Story 1 : The Poet from Unknowntown by Aleksandra Čvorović

The first story I read was ‘The Poet from Unknowntown‘ by Aleksandra Čvorović. Aleksandra Čvorović is a Bosnian writer who writes mostly poetry and stories for children. This one is a story for children. There is a poet in a small town who composes poems spontaneously and sets them to music and sings them. The people of the town love him. One day the poet sees a doll that the town toymaker has made and falls in love with it. He wants the doll to come to life. But to do this you need magic. And if you invoke magic, there is a price to pay. What happens after that forms the rest of the story. The last passage from the story is very beautiful and it goes like this –

“This is a story about the curse of beauty, and about transient, magic moments of love. I dedicate it to the people who give themselves up in order to grasp elusive fantasises. Happiness is an enchantress who slips from the hands of those wishing to hold her tightly. She roams about and favours only the free souls, the uninhibited pulses of real artists.”

I enjoyed reading this story, and I’d love to read more stories by Aleksandra Čvorović.

Story 2 : When Ivona Wants and Wants by Ljubica Ostojić

The second story I read was ‘When Ivona Wants and Wants‘ by Ljubica Ostojić. Ljubica Ostojić was a Bosnian writer who mostly wrote poems, plays, scripts for dramas and stories for children. This is a children’s story. In this story, the main character Ivona is a charming stubborn girl. The first passage of the story describes her perfectly.

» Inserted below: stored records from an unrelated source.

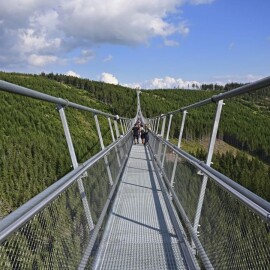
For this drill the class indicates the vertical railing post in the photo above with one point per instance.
(157, 125)
(167, 138)
(102, 147)
(163, 126)
(169, 127)
(125, 125)
(179, 145)
(162, 135)
(208, 162)
(113, 138)
(116, 126)
(111, 129)
(122, 127)
(87, 211)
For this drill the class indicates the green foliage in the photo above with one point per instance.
(245, 124)
(33, 148)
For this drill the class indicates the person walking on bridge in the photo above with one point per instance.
(136, 130)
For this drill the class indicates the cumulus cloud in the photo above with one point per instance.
(199, 2)
(85, 56)
(108, 58)
(52, 30)
(42, 28)
(166, 83)
(72, 73)
(108, 78)
(247, 78)
(41, 60)
(170, 82)
(171, 43)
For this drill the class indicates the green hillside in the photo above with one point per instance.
(244, 126)
(33, 149)
(34, 154)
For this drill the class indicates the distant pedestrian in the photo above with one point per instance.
(136, 130)
(145, 135)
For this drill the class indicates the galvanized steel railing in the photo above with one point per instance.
(227, 225)
(60, 227)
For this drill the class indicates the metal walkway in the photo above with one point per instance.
(139, 233)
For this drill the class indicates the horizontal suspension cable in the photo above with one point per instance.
(16, 89)
(229, 94)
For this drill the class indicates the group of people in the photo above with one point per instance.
(140, 131)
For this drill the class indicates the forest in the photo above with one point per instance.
(33, 151)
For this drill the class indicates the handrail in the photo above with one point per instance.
(229, 94)
(24, 213)
(16, 89)
(251, 200)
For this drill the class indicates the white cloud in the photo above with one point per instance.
(41, 60)
(231, 45)
(85, 56)
(199, 2)
(72, 73)
(108, 58)
(247, 78)
(60, 28)
(166, 83)
(170, 82)
(170, 43)
(108, 78)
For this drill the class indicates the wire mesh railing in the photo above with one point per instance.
(53, 233)
(233, 230)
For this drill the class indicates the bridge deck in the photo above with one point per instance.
(139, 233)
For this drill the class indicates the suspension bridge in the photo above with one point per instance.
(159, 207)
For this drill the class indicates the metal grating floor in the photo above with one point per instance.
(139, 233)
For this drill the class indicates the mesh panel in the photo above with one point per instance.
(232, 236)
(57, 237)
(53, 239)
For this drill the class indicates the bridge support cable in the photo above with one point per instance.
(139, 233)
(102, 147)
(88, 251)
(208, 162)
(234, 225)
(75, 165)
(168, 192)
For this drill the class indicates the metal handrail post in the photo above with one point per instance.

“Ivona knows what she doesn’t want. She doesn’t want to eat spinach, put on the blue dress, wear pigtails, or sleep when she’s not in the mood. She doesn’t want to say “sorry” or “forgive me” when she has done something wrong. No! She’d rather be punished. Ivona’s like that. Which bothers mum, dad, the teacher of the older group in the kindergarten, everyone actually. But, when Ivona wants something? Then, she wants it, wants it, wants it. And the problems begin.”

One day, Ivona wants a dog as a pet. Her parents say ‘No’. From Ivona’s perspective, of course, this is not the end of the story, but the beginning. For her, ‘No’, is the beginning of a negotiation 😊 What Ivona does next forms the rest of the story.

I enjoyed reading Ivona’s story. Ivana is such a charming character and Ljubica Ostojić’s writing is very beautiful to read. From the first passage, the story is charming and grabs the reader’s attention and never lets go. I loved it. I want to read more of Ljubica Ostojić’s stories.

So, these are the first two stories I read in August. What are you reading?